Other chassis modifications include adjustable lower arms, tension rods, roll center adjusters and custom knuckles to provide maximum steering angle when the Corolla heads out to places like Nikko Circuit.Corolla Otaku
Owning multiple Corollas, Mitsumori-san swaps wheels often. In these photos the car is seen wearing 15×9-inch -9 offset SSR Longchamp XR-4s on each corner with some serious hippari tire fitment. More recently, though, he’s changed over to flat-black Work Meisters for an RWB-esque look.
The sleek look of the Corolla’s body was a big reason why Mitsumori-san was drawn to this particular car in the first place, so it’s not surprising that exterior changes have been kept to a minimum.
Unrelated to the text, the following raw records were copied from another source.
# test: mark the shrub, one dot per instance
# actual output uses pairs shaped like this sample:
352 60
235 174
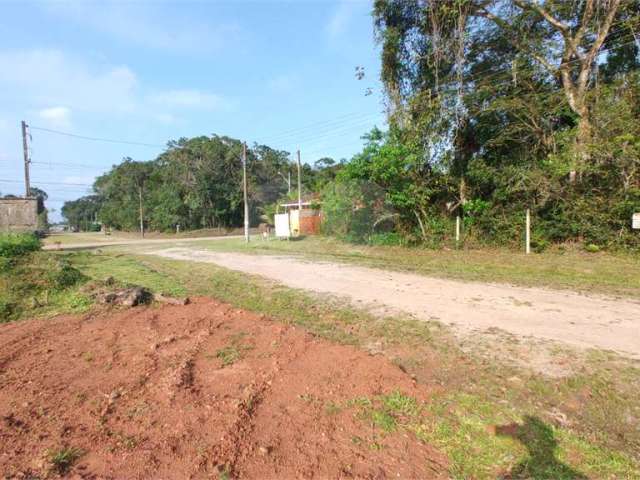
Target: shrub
17 244
64 276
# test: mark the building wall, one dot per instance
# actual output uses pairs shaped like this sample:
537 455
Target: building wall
18 214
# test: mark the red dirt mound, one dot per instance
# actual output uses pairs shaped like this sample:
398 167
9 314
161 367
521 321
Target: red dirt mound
196 391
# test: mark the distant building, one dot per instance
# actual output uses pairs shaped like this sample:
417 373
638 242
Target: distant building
18 214
304 222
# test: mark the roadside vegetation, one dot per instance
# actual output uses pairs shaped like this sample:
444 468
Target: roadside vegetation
35 283
488 417
481 126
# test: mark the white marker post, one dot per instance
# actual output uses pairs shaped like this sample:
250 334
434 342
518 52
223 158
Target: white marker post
528 233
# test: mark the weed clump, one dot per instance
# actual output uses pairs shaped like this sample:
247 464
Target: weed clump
35 282
17 244
63 459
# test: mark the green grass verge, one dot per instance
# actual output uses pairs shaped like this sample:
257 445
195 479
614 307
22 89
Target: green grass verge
472 396
39 284
614 274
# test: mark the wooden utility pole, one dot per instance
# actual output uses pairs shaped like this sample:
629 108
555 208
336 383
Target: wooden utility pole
25 148
246 202
141 211
299 188
527 240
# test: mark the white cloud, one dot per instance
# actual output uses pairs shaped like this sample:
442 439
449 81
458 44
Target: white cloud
53 84
187 99
166 27
283 83
56 116
44 77
340 19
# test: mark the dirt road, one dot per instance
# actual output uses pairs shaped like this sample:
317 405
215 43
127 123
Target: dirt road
571 318
105 242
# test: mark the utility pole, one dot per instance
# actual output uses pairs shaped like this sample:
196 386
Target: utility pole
299 188
25 148
246 202
527 240
141 211
286 179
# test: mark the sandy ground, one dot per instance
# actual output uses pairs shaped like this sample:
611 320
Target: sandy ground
574 319
146 393
87 241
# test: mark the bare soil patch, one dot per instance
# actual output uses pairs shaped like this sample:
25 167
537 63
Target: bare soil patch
578 320
195 391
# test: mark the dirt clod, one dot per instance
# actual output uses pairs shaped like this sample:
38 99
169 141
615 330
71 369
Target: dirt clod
175 411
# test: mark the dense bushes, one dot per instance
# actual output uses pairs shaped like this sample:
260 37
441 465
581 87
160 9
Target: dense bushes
16 244
32 281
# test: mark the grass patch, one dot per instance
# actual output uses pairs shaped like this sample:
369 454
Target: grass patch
40 284
63 459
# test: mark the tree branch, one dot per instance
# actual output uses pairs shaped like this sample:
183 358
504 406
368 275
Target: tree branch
534 7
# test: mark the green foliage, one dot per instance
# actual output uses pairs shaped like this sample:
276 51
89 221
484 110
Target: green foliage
63 459
196 183
39 283
481 128
17 244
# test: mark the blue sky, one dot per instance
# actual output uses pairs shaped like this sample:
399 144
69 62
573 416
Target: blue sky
275 72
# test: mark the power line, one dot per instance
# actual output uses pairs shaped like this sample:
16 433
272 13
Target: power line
97 139
3 180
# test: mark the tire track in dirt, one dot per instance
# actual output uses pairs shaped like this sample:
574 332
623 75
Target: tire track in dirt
169 405
583 321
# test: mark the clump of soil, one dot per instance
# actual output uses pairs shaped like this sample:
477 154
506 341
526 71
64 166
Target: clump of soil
196 391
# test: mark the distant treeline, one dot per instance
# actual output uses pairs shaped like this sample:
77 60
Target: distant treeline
195 183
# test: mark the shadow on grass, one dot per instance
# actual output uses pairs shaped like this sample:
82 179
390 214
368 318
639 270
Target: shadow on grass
540 441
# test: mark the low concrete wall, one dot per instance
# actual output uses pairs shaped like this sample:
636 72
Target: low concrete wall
18 214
The front lights and grille are from a TE71 Levin; the front and rear fenders have both been widened by two centimeters and there’s also the requisite front chin spoiler.
Finally, the Corolla has been coated in a unique shade of dark green with a few added custom pinstripes that give it a bit of a hot rod vibe.
Open the AE70’s doors and you’ll find a cockpit that’s a nice mix of old school styling and functional upgrades for those frequent drift meets.
Like a lot of cars in Japan this one gets used on both the street and the track, so along with the functional audio system you’ll also find a single Bride bucket seat with a Takata harness for Manabu to buckle up in.
The back seat has been completely removed and from this view you can also spot the full bolt-in roll cage to keep things safe and rigid.
What I especially like though, is the way that so much of the car’s original blue interior has been left intact. You gotta love those old school striped seats!
This car is stylish, unique and gets driven to the limit. Most importantly, it has a ton of passion behind it – there’s really nothing else you can ask for.
So while the Toyota Corolla of 2014 might be for those who think of driving as an annoying chore, there will – thankfully – always be people like Mitsumori-san out there to remind us of the nameplate’s younger, more exciting days.